Heatmaps with the Jupyter Gmaps plugin¶

Heatmaps are a good way of getting a sense of the density and clusters of geographical events. They are a powerful tool for making sense of larger datasets. The Jupyter **gmaps** plugin is a python library that work with the Google maps API to enable users to create great and meaningful maps.

The target in this part of the lesson is to:

import csv file about offences against property (thefts, robbery etc) in Estonia
create spatial geometry based on coordinates
and then create a heatmap and visualise with gmaps

Crime data is open data and originates from Estonian Police and Border Guard Board open data page.

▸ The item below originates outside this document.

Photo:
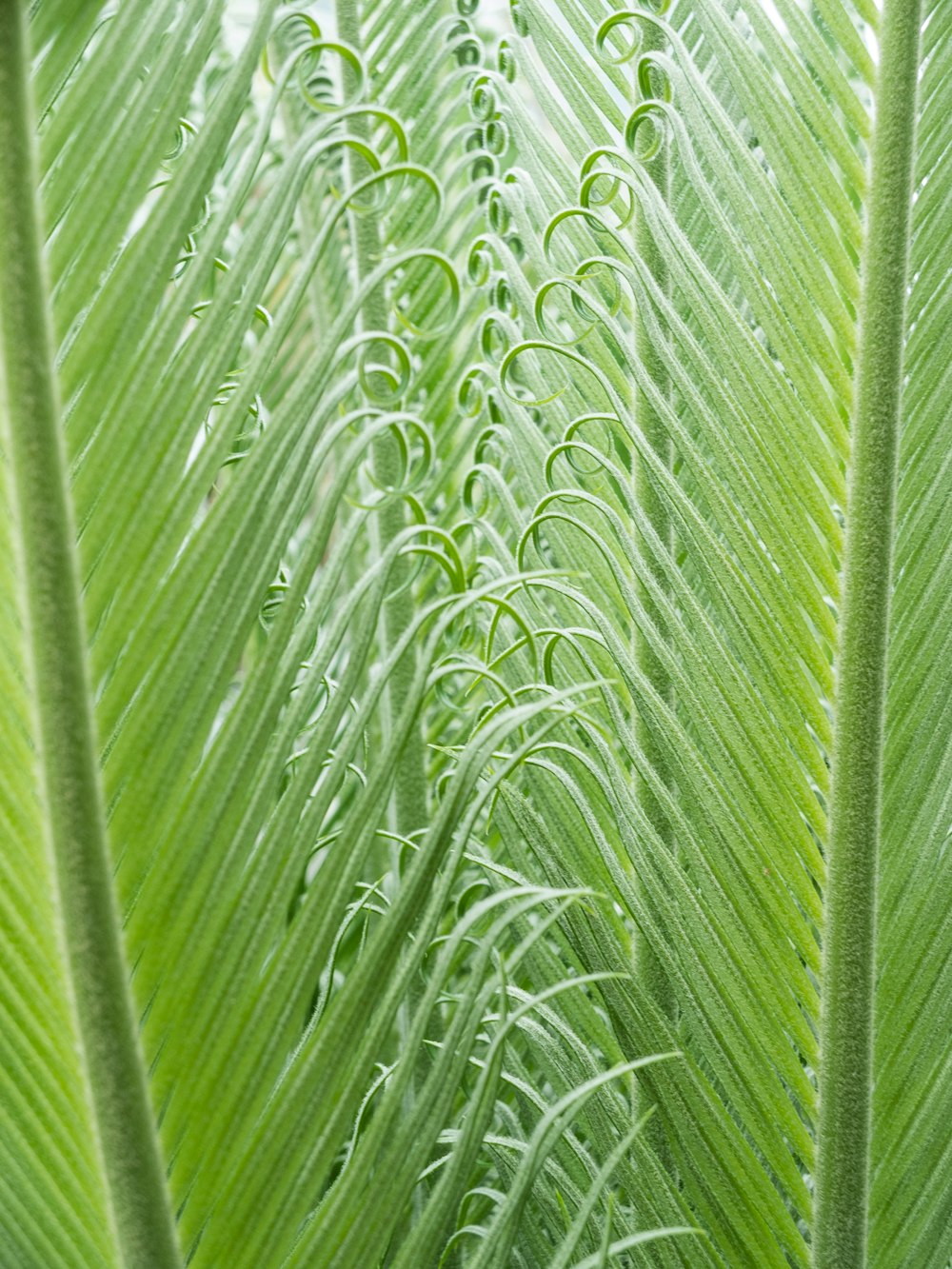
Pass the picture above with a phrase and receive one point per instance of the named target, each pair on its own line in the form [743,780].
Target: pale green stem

On the police website there are several different datasets for offenses and crimes, such as:

Avaliku korra vastased ja avalikus kohas toime pandud varavastased süüteod: offenses committed against public order and in public places avalik_3.csv
Varavastased süüteod: Offenses Against Property vara_1.csv

Environment Preparations¶

Activate your environments and install the jupyter Gmap plugin. The easiest way to install gmaps is with conda anyway:

(geopython-environment) C:\Users\Alexander\geopython> conda install -c conda-forge gmaps

Enable ipywidgets widgets extensions:

(geopython-environment) C:\Users\Alexander\geopython> jupyter nbextension enable --py --sys-prefix widgetsnbextension

Then tell Jupyter to load the extension with:

(geopython-environment) C:\Users\Alexander\geopython> jupyter nbextension enable --py --sys-prefix gmaps

Most operations on Google Maps require that you tell Google who you are. As the Gmaps plugin uses the Google Maps Java Script API a lot under the hood we need to follow the Authentication workflow and creating a key, and activate it

For todays lesson we will provide an API key that you’ll be able to use for the lesson. However, if you want to use it in other projects you should consider activating your own key, as we will disable this key soon again.

To authenticate with Google Maps, follow the Google API console instructions for creating an API key:

Data download and pre-processing¶

This Crime data we will use today is open data and regularly updated and published online at the same spot, so in order to add some more automation we will add the download of the data into our workflow.

# import common libraries
In [1]: import pandas as pd

In [2]: import geopandas as gpd

In [3]: from shapely.geometry import box, Polygon

In [4]: import numpy as np

# import the very practical urlib library from Python for web transactions, such as file download
In [5]: import urllib.request

# urlretrieve directly downloads the file into a local file handle
In [6]: local_file, headers = urllib.request.urlretrieve("https://opendata.smit.ee/ppa/csv/avalik_3.csv")

urlretrieve(url, filename) copies a network object denoted by a URL to a local file (API documentation here)

The function returns a tuple (filename, headers) where filename is the local file name under which the object can be found, because urlretrieve will save in some temporary folder. And headers is a more technical information object containing status information for the http request and response.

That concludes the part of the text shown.